As the concept of minimalism and “living small” continues to remain at the forefront of my life, it brings me back to Mark’s concept that we are always choosing.

Minimalism at its roots is not suggesting that any particular way of living is right for everyone. Truthfully, when I first heard the word, I’m quite certain my mind read: minimalism = give away all your stuff. No, in fact minimalism is a principle designed to remove excess so that we can focus on what really matters. It’s not a manual of “how-to”, it’s a concept of “why-to”. (see; Everything that Remains, by JFM).

Whether you are a long-running minimalist like Joshua Fields-Millburn, Ryan Nicodemus, Joshua Becker, or Courtney Carver; or you are just beginning to seek out the concept of less; everything embodies the notion that we are always choosing. Minimalism in particular helps us understand that everything we choose to allow into our lives comes at the expense of something else; whether those are careers, material things, homes, activities, or even people.

Intentional and deliberate living isn’t a one-time decision. Rather, it’s a means to ensure that your most closely-held values guide each and every decision you make (if you aren’t sure that you’ve really defined your core values, try this first).

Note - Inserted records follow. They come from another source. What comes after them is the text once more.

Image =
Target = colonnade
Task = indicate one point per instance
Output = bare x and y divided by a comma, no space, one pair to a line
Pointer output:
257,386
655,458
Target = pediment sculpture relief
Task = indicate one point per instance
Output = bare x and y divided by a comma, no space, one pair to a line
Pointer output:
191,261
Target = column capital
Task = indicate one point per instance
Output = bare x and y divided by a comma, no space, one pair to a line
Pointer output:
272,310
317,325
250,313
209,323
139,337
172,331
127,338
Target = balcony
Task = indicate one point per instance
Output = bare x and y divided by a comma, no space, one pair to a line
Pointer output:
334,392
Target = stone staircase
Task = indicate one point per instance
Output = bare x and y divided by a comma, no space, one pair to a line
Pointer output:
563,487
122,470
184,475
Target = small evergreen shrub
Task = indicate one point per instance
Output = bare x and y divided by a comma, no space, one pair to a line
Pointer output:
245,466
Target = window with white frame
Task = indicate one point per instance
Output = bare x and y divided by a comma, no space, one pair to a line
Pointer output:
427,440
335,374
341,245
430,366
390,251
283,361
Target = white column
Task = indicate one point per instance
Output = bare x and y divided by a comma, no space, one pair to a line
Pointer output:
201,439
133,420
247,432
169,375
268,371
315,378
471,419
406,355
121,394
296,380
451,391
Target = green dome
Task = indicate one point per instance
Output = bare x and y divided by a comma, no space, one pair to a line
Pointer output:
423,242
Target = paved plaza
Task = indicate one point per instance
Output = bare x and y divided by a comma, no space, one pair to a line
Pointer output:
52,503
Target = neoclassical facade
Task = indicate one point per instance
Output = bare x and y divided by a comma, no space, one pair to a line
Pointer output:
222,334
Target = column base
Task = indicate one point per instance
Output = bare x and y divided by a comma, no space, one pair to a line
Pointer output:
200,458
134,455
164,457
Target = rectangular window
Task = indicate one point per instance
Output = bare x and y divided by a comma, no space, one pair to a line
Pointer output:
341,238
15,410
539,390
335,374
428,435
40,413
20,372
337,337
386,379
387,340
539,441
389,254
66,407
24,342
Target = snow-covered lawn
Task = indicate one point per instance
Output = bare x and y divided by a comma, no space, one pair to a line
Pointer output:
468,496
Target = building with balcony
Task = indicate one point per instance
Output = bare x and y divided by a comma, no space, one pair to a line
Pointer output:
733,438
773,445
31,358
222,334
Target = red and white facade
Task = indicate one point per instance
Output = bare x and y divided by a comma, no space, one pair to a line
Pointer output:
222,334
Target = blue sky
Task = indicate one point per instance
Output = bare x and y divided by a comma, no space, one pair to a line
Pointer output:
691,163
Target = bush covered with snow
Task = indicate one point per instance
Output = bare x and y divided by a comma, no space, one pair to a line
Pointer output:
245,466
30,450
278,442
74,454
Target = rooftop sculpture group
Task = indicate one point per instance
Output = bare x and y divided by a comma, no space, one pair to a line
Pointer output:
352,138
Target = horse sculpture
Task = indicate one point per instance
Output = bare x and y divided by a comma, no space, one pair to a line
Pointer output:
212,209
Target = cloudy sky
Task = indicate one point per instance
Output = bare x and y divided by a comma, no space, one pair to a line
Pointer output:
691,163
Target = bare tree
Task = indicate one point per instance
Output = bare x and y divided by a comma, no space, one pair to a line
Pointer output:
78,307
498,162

Life is an ongoing journey of intentional choice, without a finite destination.

We must decide, consciously, that our lives will embody only those values that we hold most true, not the values that others will certainly seek to impose upon us. Walking this path by yourself is extraordinarily difficult. Walking it with a wife, two children, extended family and a culture ingrained in habits perpetuated by consumption can be a straight up gong show.

We are only on the first leg of our long path towards less, towards intentionality and towards value-driven living. I can tell you though, that it’s been worth it so far. I’ve no doubt each step will bring more meaning. And you know what? I’ve had a really hard time finding stories of those who have regretted this path.

Be sure that you know what both sides of your coin really mean. Then choose.